Inmigracion:

La integración  para terminar con los prejuicios…
De esta manera este grupo, pone todo su empeño en cumplir con los cinco

En Europa se cuece un coloquio internacional titulado "Europa: El desarrollo para la migración y la integración", el cual reunirá a unos veinte especialistas, algunos procedentes de Alemania, de España, de Francia y del Senegal, este 10 de mayo, en la sede de la UNESCO. Este encuentro pretende principalmente luchar contra los prejuicios. Si la movilidad de las personas es una constante de la historia de la humanidad, las migraciones internacionales se caracterizan consecuentemente en el marco actual de la mundialización, por una complejidad creciente.  De esta manera este grupo pone todo su empeño en cumplir con los cinco objetivos que pretenden favorecer el respeto de los derechos de los emigrantes y su óptima integración en la sociedad, así como la elaboración e implementación de políticas públicas respetuosas con los derechos fundamentales de todos los hombres.  Partiendo del análisis de las condiciones geopolíticas mundiales. Además, pondrán de relieve el potencial del desarrollo que representa este fenómeno social, en un mundo en el que las migraciones y la integración se convierten en sinónimos de oportunidad y de esperanza para los emigrantes, para su país de origen y para Europa. Esto en Francia. Pero en Lisboa el centro de Portugal en la XI Conferencia Internacional de Migraciones  en octubre del año pasado se llego a la conclusión de respeto a los derechos del emigrante, sí, pero además se manifestó que "los inmigrantes dan una contribución sustancial para aliviar la carga fiscal de las generaciones futuras en países de Europa con baja fertilidad".  Un caso demostrativo lo constituye España, país con más 42 millones de habitantes, que en el periodo de 1996 a 1998 el Estado registrará un saldo positivo anual de entre 1.152 y 1.408 millones de dólares, gracias a los inmigrantes. España y Portugal son solo ejemplos de una realidad que se repite en otros países, como Alemania, Francia, Italia, Suiza, Bélgica, Holanda, Luxemburgo y los escandinavos, principales destinos de los trabajadores del hemisferio Sur.  Estos datos echan por tierra los argumentos que respaldan normas cada día más restrictivas por parte de los países europeos para conceder visas y refugio, e incluso para levantar muros.
  
La Unión Europea, cada día más vieja y con menos contribuyentes a la seguridad social, vislumbra en los jóvenes inmigrantes del Sur la solución para completar las cotizaciones necesarias para cubrir la carga de pensiones de sus ancianos. Muchos estudios han anunciado la inminencia de una crisis del sistema de seguridad social, la cual podría ser evitada gracias a los miles de inmigrantes del Sur del mundo, que contribuyen con su trabajo al bienestar de las sociedades del hemisferio Norte.
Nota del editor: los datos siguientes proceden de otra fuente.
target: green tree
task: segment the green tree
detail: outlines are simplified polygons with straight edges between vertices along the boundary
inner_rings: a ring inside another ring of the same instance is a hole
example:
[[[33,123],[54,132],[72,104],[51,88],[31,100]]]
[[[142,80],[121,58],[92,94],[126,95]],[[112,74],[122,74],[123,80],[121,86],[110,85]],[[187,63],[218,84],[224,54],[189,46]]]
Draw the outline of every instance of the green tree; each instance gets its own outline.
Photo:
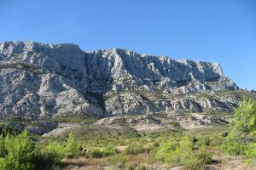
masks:
[[[73,132],[69,133],[67,150],[71,156],[76,156],[79,153],[79,145]]]
[[[20,169],[27,170],[32,168],[32,155],[34,145],[30,140],[27,131],[22,132],[20,134],[14,137],[7,134],[3,142],[1,137],[1,150],[5,154],[1,155],[0,169]]]
[[[230,126],[231,132],[224,140],[224,148],[230,154],[243,155],[246,146],[255,139],[255,101],[244,98],[239,107],[235,110],[234,120]]]

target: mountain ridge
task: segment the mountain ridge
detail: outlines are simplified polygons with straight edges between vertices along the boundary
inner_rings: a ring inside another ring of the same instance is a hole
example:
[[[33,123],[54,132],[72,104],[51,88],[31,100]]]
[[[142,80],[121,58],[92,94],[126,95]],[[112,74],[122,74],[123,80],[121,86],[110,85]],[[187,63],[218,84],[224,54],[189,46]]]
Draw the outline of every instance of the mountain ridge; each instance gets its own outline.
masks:
[[[219,64],[174,60],[128,49],[84,52],[71,43],[4,42],[0,42],[0,71],[2,117],[205,111],[221,110],[219,102],[224,110],[231,110],[237,105],[232,98],[224,104],[218,96],[177,97],[237,90]]]

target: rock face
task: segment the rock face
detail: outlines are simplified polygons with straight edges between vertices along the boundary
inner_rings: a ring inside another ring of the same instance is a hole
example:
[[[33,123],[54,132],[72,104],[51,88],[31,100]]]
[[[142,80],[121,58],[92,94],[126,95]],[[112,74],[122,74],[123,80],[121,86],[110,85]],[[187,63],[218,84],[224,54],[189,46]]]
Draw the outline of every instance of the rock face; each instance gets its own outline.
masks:
[[[0,42],[1,117],[230,110],[235,97],[213,94],[237,88],[218,63],[117,48],[87,53],[74,44]]]

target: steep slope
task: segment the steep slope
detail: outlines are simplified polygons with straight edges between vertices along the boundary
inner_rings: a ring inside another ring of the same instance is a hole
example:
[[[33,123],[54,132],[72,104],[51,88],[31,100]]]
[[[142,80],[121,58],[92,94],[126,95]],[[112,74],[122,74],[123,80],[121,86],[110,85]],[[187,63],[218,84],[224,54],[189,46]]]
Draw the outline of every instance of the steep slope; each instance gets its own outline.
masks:
[[[238,103],[216,94],[238,89],[217,63],[74,44],[1,42],[0,82],[1,117],[231,110]]]

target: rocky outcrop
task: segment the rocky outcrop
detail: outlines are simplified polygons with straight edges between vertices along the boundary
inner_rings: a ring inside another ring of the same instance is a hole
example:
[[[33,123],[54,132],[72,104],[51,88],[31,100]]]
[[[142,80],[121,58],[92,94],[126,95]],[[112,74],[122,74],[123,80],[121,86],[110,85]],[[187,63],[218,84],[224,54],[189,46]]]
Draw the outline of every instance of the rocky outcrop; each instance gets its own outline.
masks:
[[[88,53],[74,44],[1,42],[0,82],[1,117],[38,119],[69,112],[102,117],[232,110],[237,104],[232,98],[177,97],[237,89],[218,63],[117,48]],[[161,96],[148,99],[157,93]]]

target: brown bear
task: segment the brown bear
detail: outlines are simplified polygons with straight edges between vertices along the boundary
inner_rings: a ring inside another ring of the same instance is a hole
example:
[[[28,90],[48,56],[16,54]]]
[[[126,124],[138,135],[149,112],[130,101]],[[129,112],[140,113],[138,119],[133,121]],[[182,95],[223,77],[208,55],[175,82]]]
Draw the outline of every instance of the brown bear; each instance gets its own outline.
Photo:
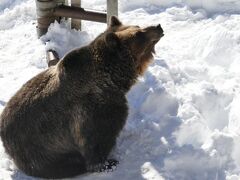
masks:
[[[66,178],[115,165],[107,157],[128,115],[125,94],[162,36],[160,25],[125,26],[112,17],[89,45],[24,84],[0,118],[16,166],[31,176]]]

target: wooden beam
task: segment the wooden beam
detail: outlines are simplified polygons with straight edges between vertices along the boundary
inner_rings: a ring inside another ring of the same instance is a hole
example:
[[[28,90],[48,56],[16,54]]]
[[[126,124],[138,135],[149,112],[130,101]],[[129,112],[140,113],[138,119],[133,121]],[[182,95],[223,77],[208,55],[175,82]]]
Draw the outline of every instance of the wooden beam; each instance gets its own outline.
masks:
[[[57,52],[52,49],[48,50],[46,55],[48,67],[56,65],[60,60]]]
[[[53,11],[53,15],[56,17],[69,17],[101,23],[107,22],[107,15],[105,13],[86,11],[80,7],[70,7],[65,5],[56,7]]]

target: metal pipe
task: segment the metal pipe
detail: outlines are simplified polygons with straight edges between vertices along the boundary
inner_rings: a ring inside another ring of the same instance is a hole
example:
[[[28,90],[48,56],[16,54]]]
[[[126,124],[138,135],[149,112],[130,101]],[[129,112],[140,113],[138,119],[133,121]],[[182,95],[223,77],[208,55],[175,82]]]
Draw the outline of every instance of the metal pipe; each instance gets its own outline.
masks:
[[[107,25],[110,25],[111,16],[118,16],[118,0],[107,0]]]
[[[107,22],[106,13],[86,11],[80,7],[70,7],[65,5],[56,7],[53,11],[53,15],[56,17],[69,17],[74,19],[96,21],[101,23]]]

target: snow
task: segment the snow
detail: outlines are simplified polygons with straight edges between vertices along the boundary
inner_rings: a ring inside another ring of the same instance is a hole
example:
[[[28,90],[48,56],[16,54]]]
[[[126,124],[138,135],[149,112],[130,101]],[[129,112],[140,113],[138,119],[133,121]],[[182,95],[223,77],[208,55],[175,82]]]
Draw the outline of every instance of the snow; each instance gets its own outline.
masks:
[[[73,179],[240,179],[240,1],[119,2],[124,23],[161,23],[165,36],[153,64],[127,94],[128,121],[112,153],[117,169]],[[106,7],[105,0],[83,1],[84,7],[93,4]],[[55,22],[38,40],[35,26],[33,0],[0,2],[0,111],[47,68],[46,49],[62,57],[106,28],[83,22],[79,32]],[[35,178],[17,170],[0,145],[0,179]]]

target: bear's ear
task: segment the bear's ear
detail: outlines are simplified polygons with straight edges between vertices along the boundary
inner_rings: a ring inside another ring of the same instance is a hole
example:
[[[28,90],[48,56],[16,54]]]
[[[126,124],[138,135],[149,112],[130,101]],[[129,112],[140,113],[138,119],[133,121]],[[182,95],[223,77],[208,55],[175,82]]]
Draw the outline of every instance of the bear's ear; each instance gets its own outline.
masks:
[[[116,16],[111,16],[110,27],[122,25],[121,21]]]
[[[106,34],[105,42],[108,47],[116,48],[120,44],[120,39],[118,38],[118,36],[115,33],[110,32],[110,33]]]

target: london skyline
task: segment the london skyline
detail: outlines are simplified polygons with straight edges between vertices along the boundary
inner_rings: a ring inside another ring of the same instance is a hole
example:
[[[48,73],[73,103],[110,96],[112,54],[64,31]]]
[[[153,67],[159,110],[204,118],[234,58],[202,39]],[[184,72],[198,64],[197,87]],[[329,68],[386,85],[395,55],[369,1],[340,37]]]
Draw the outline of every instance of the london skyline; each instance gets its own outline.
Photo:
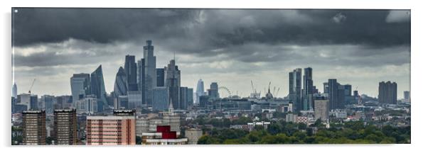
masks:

La sustentabilidad de la seguridad social europea será tarea conjunta y nada fácil, porque según estudios divulgados esta semana por Eurostat, el sistema estadístico de la UE, dentro de cuatro décadas, tres de cada 10 ciudadanos van a tener más de 65 años. Dentro de 44 años, la población de la UE con más de 65 años podrá llegar a los 130 millones, un envejecimiento notable comparado con los actuales 75 millones por encima de esa edad y con los 66 millones registrados en 1995, antes de la ampliación del bloque a 25 miembros.

Los más ancianos son los italianos, seguidos por españoles, alemanes, griegos y portugueses, indican las estadísticas. Las mujeres son más longevas que los hombres, y entre ellas las que viven más son las finlandesas, húngaras y portuguesas.

Ante esta situación, la inmigración aparece como tabla de salvación para dos o tres generaciones de europeos que, de otra manera, no tendrían ninguna posibilidad de ofrecer un ocaso de vida digno a sus padres y abuelos.